Der Radverkehr muss sicherer werden
 

Im Jahr 2016 kamen 3.214 Menschen bei Unfällen auf deutschen Straßen ums Leben. Nach vorläufigen Ergebnissen des Statistischen Bundesamtes ging die Zahl der tödlich Verunglückten gegen- über 2015 um 7,1 Prozent zurück. Die Zahl der Verletzten stieg um 0,8 Prozent auf rund 396.700.

Die Polizei registrierte insgesamt rund 2,6 Millionen Verkehrsunfälle. Gegenüber 2015 eine Zunahme von 2,8 Prozent. Während die Zahl der reinen Sachschadensunfälle um 3,1 Prozent auf etwa 2,3 Millionen stieg, erhöhte sich die Summe der Unfälle, bei denen Personen zu Schaden kamen, um 0,8 Prozent auf 308.200.

Eine negative Bilanz weist der Radverkehr auf. Es sind 15 Menschen mehr auf dem Sattel ums Leben gekommen als im Vorjahr. Klar, man muss in Relation setzen, dass die Zahl der Radfahren- den stetig zunimmt – sei es auf dem Weg zur Arbeit oder aus Spaß an der Bewegung an der frischen Luft; Rad fahren hält gesund und schont die Umwelt. Speziell bei der älteren Generation liegen E-Bikes im Trend. Durch die Unterstützung des Elektromotors können auch größere Entfernungen zurückgelegt werden, steile Anstiege verlieren ihren Schrecken, der Transport von Einkäufen lässt sich leichter bewältigen. Nicht nur für ältere Radfahrende ist der elektrische Rückenwind angenehm.

Einsteiger sind sich des Risikos einer erhöhten Verletzungsschwere aufgrund höherer Geschwindigkeiten allerdings oft nicht bewusst. Es kommt darauf an, sich gut vorzubereiten, auf keinen Fall sollte man einfach aufsteigen und losfahren. Die örtlichen Verkehrswachten und der ADFC bieten zum Beispiel spezielle Rad- beziehungsweise Pedelec-Kurse an. Hier kann das Bremsen, Schalten, Anfahren und Kurvenfahren geübt werden, bevor es in den Realverkehr geht.
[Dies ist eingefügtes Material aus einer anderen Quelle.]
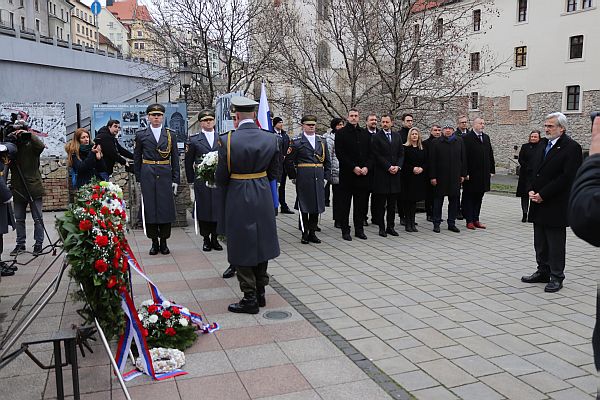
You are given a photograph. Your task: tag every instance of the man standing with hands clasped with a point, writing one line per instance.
(156, 166)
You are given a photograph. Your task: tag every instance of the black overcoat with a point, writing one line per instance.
(385, 155)
(414, 186)
(447, 164)
(353, 149)
(480, 163)
(553, 177)
(526, 154)
(208, 200)
(249, 210)
(310, 181)
(584, 207)
(156, 180)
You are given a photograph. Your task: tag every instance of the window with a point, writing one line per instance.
(576, 47)
(475, 58)
(476, 20)
(522, 11)
(439, 64)
(474, 100)
(573, 98)
(521, 56)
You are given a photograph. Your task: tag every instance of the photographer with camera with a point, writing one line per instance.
(111, 148)
(26, 184)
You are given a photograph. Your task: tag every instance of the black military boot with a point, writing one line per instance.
(207, 244)
(214, 242)
(260, 295)
(248, 305)
(163, 247)
(154, 249)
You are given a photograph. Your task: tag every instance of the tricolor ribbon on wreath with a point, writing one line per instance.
(134, 329)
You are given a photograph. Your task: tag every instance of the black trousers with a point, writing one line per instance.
(253, 279)
(384, 204)
(471, 205)
(281, 190)
(438, 203)
(156, 231)
(310, 221)
(550, 248)
(359, 200)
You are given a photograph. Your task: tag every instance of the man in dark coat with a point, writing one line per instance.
(388, 156)
(447, 170)
(353, 149)
(285, 143)
(308, 163)
(156, 166)
(480, 168)
(112, 150)
(557, 161)
(248, 159)
(207, 199)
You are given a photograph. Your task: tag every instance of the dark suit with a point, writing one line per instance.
(480, 167)
(386, 186)
(554, 174)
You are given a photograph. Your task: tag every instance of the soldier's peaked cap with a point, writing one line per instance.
(242, 104)
(155, 108)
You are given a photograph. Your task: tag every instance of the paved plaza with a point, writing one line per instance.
(444, 316)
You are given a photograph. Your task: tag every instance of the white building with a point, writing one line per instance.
(113, 29)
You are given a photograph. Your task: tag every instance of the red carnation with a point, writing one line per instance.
(101, 240)
(101, 266)
(112, 281)
(170, 332)
(85, 225)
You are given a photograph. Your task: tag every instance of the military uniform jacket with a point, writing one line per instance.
(155, 179)
(208, 200)
(249, 211)
(310, 180)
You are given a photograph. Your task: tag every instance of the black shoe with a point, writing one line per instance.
(163, 247)
(313, 238)
(37, 249)
(553, 286)
(248, 305)
(19, 249)
(214, 243)
(229, 272)
(536, 277)
(392, 231)
(154, 249)
(206, 246)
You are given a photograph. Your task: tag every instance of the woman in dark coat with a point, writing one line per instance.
(414, 177)
(526, 171)
(85, 160)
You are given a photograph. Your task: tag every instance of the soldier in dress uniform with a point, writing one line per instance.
(208, 200)
(308, 162)
(156, 167)
(248, 159)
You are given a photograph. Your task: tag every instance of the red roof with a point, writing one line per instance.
(129, 10)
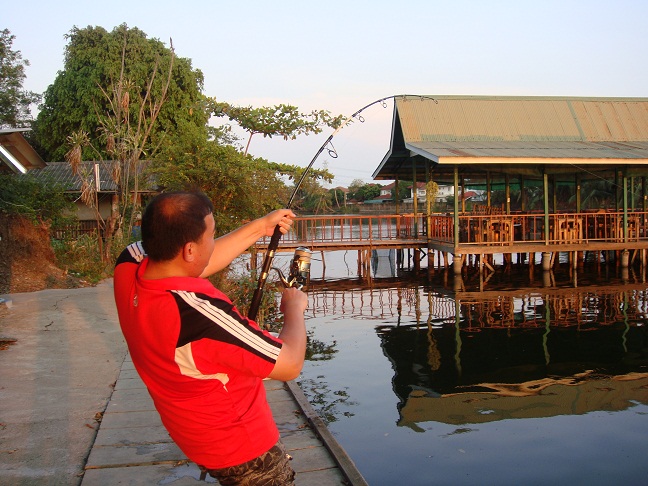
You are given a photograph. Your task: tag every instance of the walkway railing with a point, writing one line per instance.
(474, 229)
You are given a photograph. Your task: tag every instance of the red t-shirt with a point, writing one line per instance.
(202, 362)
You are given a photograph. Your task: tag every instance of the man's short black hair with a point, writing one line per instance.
(171, 220)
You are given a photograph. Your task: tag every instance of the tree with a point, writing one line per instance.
(100, 64)
(281, 120)
(403, 190)
(126, 128)
(14, 100)
(241, 187)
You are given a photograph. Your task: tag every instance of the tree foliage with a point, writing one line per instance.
(83, 93)
(241, 187)
(14, 100)
(286, 121)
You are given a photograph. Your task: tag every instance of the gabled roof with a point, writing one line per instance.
(16, 153)
(61, 173)
(515, 135)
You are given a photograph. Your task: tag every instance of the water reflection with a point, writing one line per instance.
(551, 348)
(533, 377)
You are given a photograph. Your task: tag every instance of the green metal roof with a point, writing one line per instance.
(525, 136)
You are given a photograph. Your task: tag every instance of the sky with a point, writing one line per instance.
(343, 55)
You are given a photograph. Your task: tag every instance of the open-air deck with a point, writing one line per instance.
(480, 233)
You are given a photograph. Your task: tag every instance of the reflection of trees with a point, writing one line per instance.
(317, 350)
(330, 404)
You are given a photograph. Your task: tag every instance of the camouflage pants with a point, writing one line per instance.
(271, 468)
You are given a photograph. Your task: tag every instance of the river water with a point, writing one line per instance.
(522, 377)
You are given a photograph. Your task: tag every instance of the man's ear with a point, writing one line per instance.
(188, 252)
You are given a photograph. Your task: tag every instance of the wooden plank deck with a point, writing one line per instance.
(478, 234)
(132, 447)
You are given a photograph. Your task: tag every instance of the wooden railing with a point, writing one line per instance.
(474, 229)
(355, 229)
(583, 227)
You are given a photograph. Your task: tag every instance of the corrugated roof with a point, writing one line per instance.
(61, 173)
(12, 140)
(507, 131)
(539, 119)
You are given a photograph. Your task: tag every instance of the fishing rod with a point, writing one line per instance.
(300, 258)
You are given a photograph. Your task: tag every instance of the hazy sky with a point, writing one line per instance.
(343, 55)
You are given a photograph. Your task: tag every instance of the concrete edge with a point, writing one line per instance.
(340, 456)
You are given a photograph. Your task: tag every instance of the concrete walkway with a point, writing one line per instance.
(133, 448)
(74, 411)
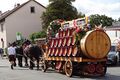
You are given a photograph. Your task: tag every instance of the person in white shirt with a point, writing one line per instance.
(12, 55)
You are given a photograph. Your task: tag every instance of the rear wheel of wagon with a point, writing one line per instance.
(44, 65)
(68, 68)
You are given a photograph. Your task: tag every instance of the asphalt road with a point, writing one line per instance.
(113, 73)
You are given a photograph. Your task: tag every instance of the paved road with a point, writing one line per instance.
(18, 73)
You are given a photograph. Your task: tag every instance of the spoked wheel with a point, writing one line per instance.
(44, 65)
(68, 68)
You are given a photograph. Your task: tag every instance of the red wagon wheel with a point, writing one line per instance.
(68, 68)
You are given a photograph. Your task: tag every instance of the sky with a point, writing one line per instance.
(110, 8)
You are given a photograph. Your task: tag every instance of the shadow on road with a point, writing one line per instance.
(106, 77)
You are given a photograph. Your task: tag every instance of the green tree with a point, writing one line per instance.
(100, 19)
(36, 35)
(59, 9)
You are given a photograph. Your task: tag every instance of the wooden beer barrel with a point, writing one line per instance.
(59, 42)
(95, 44)
(69, 50)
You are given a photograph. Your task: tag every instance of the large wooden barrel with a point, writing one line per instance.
(95, 44)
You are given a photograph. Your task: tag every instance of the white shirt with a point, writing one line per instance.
(11, 51)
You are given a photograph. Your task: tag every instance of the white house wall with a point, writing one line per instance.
(114, 35)
(3, 35)
(24, 21)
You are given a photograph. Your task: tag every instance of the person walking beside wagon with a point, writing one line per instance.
(12, 55)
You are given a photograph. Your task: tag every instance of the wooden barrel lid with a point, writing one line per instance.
(96, 44)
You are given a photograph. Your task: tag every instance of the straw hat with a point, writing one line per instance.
(68, 41)
(69, 51)
(74, 51)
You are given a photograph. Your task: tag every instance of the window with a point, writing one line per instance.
(32, 9)
(1, 27)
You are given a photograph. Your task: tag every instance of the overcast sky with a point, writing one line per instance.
(110, 8)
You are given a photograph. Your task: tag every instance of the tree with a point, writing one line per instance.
(59, 9)
(100, 19)
(35, 35)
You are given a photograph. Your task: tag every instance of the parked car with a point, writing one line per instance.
(113, 57)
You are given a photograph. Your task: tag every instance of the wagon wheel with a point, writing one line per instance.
(105, 70)
(44, 65)
(68, 68)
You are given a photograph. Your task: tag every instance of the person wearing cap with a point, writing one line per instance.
(12, 55)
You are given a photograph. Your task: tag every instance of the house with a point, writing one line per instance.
(114, 33)
(24, 19)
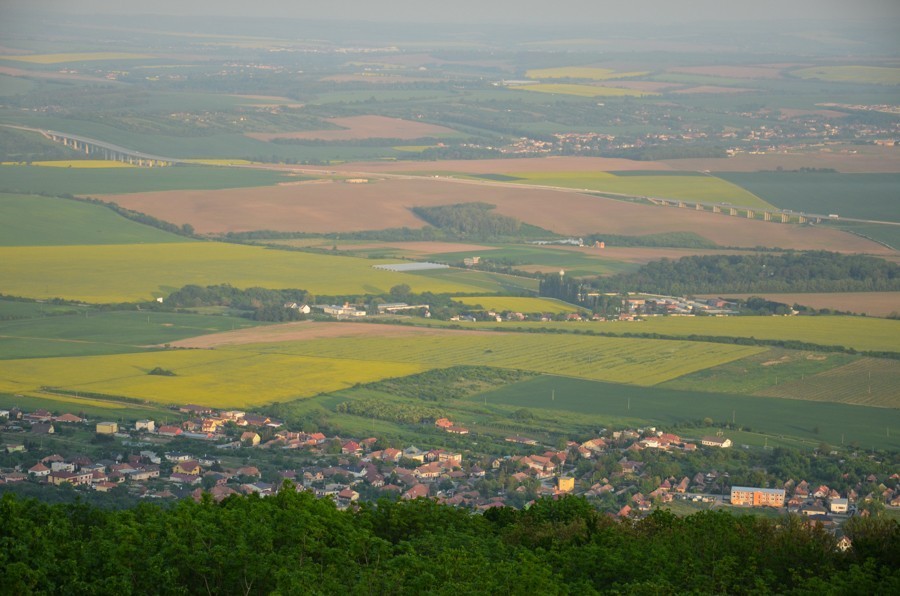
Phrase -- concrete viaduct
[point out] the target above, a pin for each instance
(109, 151)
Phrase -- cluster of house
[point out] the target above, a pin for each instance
(347, 469)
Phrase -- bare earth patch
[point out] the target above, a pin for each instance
(503, 166)
(362, 127)
(864, 160)
(732, 72)
(305, 331)
(874, 304)
(711, 89)
(385, 204)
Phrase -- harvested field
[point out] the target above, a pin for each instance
(385, 204)
(504, 166)
(363, 127)
(874, 304)
(711, 89)
(306, 331)
(646, 86)
(861, 161)
(788, 113)
(867, 382)
(736, 72)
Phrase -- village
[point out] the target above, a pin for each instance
(222, 453)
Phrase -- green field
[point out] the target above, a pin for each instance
(582, 90)
(859, 333)
(767, 370)
(523, 305)
(879, 75)
(140, 272)
(522, 256)
(814, 421)
(868, 382)
(41, 334)
(45, 221)
(98, 181)
(707, 189)
(580, 72)
(621, 360)
(861, 196)
(477, 282)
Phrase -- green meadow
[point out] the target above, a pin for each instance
(861, 196)
(35, 220)
(813, 421)
(140, 272)
(98, 181)
(879, 75)
(708, 189)
(42, 331)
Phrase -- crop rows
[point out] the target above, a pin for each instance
(868, 382)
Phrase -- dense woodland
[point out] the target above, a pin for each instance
(294, 543)
(817, 271)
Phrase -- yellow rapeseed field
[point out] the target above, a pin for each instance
(219, 378)
(619, 360)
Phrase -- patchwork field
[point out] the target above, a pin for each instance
(582, 90)
(638, 362)
(862, 196)
(73, 57)
(36, 330)
(702, 188)
(46, 221)
(859, 333)
(878, 75)
(867, 382)
(96, 181)
(324, 208)
(874, 304)
(364, 127)
(847, 159)
(811, 421)
(580, 72)
(220, 378)
(523, 305)
(121, 273)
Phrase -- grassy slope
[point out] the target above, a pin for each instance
(98, 181)
(45, 221)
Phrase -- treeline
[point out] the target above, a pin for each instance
(293, 543)
(469, 220)
(406, 413)
(817, 271)
(262, 304)
(456, 382)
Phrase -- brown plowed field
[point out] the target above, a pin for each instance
(504, 166)
(732, 72)
(868, 159)
(385, 204)
(305, 331)
(362, 127)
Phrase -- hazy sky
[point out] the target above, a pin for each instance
(488, 11)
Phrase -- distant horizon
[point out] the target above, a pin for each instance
(484, 12)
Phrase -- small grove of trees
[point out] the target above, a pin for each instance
(293, 543)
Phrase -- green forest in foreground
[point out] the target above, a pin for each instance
(293, 543)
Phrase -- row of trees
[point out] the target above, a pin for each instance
(815, 271)
(295, 543)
Radfahrende können selbst etwas tun, um sicherer unterwegs zu sein: einen Fahrradhelm tragen, sich gut sichtbar machen und regelkonform verhalten. Darüber hinaus kommt es auf ein partnerschaftliches und rücksichtsvolles Miteinander im Straßenverkehr an. Dann kann es hoffentlich gelingen, die Zahl der Opfer im Jubiläumsjahr „200 Jahre Fahrrad“ wieder zu reduzieren.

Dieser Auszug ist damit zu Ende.